1940 Nay is conscripted into military service. He is sent as infantryman first to southern France, then to Brittany. Stationed in Auray, in his spare time he works on small watercolours and drawings. During a holiday leave at home in Berlin, Nay sends most of his paintings to an uncle in Muskau an der Lausitz to protect them from the effects of the war.
1942 Through mediation by Hans Lühdorf, who is on duty as interpreter in Le Mans, Nay becomes a cartographer in Le Mans. There he meets, among others, the amateur sculptor Pierre de Térouanne, who makes available to him his studio and even provides painting materials.
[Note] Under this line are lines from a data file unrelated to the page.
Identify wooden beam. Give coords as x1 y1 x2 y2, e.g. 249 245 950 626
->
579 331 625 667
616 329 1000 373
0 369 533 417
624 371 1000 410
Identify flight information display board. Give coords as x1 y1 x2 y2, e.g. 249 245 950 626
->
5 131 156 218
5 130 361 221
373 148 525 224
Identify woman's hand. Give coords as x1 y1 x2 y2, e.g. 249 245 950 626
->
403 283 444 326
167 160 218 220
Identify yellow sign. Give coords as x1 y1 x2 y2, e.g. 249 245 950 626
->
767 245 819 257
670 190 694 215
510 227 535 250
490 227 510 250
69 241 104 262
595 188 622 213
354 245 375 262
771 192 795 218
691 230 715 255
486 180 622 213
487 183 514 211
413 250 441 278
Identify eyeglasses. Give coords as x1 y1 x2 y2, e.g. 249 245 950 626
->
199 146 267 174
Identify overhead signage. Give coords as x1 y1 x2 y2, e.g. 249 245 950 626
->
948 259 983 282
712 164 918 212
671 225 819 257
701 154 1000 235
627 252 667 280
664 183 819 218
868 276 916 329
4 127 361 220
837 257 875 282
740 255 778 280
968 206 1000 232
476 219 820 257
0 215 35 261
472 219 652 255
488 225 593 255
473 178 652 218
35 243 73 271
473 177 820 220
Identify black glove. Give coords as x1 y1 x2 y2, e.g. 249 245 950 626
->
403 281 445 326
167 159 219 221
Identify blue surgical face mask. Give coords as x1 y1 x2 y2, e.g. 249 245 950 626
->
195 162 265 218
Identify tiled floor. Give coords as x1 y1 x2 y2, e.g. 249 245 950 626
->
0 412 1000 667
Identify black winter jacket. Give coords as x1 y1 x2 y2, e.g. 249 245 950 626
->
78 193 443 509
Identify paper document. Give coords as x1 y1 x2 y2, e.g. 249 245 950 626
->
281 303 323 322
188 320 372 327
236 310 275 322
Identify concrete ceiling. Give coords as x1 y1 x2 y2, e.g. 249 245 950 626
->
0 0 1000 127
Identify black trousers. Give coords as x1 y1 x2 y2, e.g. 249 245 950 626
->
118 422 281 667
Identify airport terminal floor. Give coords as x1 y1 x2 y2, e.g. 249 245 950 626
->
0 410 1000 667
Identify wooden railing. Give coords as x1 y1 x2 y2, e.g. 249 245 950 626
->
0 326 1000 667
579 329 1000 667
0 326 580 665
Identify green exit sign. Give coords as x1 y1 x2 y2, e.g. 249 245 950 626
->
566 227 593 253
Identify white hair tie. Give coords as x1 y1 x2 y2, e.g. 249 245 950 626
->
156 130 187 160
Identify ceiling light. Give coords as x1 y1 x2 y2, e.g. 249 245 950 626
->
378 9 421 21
Now gouaches emerge for the first time, along with watercolours and drawings, and some smaller oil paintings.
1943 On an official journey to Paris Nay visits Wassily Kandinsky. Ernst Jünger visits him in Le Mans. An air raid destroys Nay’s studio in Berlin.
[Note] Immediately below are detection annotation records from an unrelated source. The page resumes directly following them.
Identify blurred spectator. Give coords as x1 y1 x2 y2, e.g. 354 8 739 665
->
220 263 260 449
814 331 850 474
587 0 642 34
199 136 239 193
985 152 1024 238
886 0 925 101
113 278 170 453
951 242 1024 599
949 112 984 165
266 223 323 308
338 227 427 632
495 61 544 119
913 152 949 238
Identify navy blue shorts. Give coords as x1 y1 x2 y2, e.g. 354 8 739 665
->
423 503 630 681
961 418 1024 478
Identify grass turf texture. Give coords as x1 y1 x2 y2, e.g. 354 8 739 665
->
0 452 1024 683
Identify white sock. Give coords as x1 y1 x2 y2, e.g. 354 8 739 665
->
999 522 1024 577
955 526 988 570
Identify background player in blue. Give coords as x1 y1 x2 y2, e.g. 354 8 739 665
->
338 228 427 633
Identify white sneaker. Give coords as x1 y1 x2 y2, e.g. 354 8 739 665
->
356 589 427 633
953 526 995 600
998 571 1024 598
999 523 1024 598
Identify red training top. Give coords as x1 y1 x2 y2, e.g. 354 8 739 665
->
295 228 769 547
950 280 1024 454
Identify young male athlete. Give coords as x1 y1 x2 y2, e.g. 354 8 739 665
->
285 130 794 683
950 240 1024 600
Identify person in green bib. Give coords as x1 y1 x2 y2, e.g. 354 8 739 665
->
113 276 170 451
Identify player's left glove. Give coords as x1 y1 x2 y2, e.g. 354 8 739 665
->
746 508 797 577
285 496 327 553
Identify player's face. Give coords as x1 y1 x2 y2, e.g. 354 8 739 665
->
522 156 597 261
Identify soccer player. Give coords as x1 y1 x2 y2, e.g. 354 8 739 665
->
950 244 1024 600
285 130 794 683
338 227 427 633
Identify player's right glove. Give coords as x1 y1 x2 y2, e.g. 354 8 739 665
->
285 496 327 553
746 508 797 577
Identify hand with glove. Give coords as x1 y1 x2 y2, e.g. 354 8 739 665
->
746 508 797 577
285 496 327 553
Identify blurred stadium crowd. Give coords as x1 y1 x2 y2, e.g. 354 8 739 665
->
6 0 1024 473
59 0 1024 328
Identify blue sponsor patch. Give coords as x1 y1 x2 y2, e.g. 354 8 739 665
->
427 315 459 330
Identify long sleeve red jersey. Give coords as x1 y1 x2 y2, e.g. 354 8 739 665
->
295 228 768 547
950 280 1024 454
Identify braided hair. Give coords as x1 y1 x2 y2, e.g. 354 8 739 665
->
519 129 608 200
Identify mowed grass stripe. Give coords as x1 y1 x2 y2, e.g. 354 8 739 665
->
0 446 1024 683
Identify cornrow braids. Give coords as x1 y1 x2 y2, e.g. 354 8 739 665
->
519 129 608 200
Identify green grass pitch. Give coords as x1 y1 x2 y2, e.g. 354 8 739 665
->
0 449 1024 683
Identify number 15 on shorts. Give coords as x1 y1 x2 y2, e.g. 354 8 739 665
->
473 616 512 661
1944 Nay’s unit retreats from Amiens to the Eifel. Lühdorf writes a diary-like account of Nay’s artistic work in Le Mans.
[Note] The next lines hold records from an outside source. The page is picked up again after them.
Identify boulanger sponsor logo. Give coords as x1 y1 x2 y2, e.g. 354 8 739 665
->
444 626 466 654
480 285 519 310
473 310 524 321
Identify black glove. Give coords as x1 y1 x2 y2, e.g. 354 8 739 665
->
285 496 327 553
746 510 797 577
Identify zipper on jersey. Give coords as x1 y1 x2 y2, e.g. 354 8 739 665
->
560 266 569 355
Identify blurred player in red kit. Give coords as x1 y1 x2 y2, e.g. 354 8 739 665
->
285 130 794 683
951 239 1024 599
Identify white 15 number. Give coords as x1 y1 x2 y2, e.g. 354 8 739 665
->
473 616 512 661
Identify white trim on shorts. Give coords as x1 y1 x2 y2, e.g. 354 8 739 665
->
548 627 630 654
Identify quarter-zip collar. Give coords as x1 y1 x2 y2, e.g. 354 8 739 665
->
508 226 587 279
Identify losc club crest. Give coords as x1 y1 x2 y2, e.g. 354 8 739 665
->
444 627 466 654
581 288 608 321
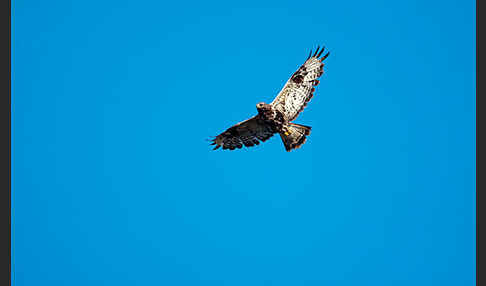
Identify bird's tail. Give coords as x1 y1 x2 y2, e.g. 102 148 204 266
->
280 123 311 152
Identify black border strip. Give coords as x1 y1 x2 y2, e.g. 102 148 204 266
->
4 0 14 285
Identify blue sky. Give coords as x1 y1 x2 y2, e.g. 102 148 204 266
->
12 0 476 286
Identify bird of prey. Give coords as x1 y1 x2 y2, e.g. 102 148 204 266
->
211 47 329 152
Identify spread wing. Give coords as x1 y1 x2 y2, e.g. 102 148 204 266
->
271 47 329 121
211 115 274 150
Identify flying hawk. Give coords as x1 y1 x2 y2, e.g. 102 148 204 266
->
211 47 329 152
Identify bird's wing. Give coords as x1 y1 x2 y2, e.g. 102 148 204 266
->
211 115 274 150
271 47 329 121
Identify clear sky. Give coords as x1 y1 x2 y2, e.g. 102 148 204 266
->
12 0 476 286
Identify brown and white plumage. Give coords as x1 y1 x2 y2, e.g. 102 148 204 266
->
270 47 329 121
211 47 329 151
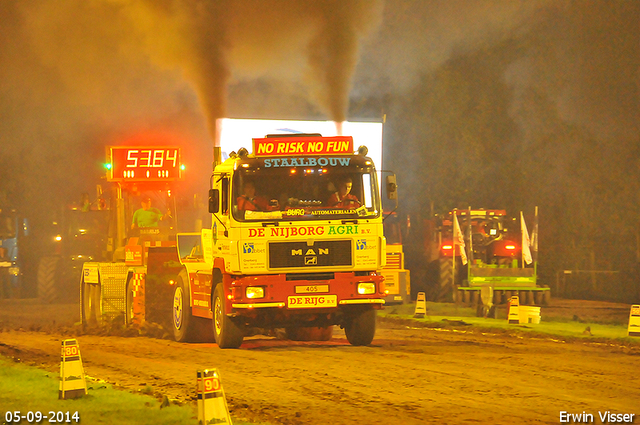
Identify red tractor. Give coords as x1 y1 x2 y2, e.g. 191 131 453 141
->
425 209 550 310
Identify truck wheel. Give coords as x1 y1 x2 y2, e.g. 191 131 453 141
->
542 285 551 305
212 283 244 348
344 308 376 345
37 257 60 304
172 271 213 342
172 271 213 342
80 279 102 326
124 275 135 326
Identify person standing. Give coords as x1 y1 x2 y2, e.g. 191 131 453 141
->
131 196 164 230
327 177 360 208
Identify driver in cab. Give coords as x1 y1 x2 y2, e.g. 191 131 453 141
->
236 181 273 211
327 177 361 208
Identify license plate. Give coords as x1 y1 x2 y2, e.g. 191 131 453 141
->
296 285 329 294
287 295 338 308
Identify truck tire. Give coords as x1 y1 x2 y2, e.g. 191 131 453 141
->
37 257 60 304
211 283 244 348
171 271 213 342
344 308 376 345
124 273 135 326
80 279 102 326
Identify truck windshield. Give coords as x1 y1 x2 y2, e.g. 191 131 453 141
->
232 155 380 221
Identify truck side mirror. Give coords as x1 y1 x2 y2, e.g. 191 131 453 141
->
209 189 220 214
387 174 398 199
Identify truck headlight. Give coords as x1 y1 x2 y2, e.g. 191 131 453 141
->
244 286 264 299
358 282 376 295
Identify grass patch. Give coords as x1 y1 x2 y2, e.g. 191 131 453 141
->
378 302 640 345
0 357 260 425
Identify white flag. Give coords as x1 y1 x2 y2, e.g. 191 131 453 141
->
453 211 467 265
520 211 533 264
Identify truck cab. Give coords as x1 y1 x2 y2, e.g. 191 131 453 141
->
174 135 396 348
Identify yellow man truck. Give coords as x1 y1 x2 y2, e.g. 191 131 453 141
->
83 134 396 348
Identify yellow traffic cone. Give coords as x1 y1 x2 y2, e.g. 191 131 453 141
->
507 296 520 325
58 339 87 400
197 369 233 425
413 292 427 318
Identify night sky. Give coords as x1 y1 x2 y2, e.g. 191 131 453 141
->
0 0 640 298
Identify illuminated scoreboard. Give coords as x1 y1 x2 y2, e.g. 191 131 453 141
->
106 146 184 183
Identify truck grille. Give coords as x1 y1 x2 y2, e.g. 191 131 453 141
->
269 240 352 269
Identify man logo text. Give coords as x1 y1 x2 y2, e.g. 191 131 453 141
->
291 248 329 256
1945 As early as May the Americans dismiss Nay from the German army. Since his studio in Berlin is destroyed, he moves to Hofheim am Taunus into a small studio house, provided by Hanna Bekker vom Rath. Productive contacts occur with, for instance, Ernst Holzinger, director of the Städelsche Kunstinstitut, and the writer Fritz Usinger. Nay begins his work period of the “Hekate-Bilder” (1945–1948).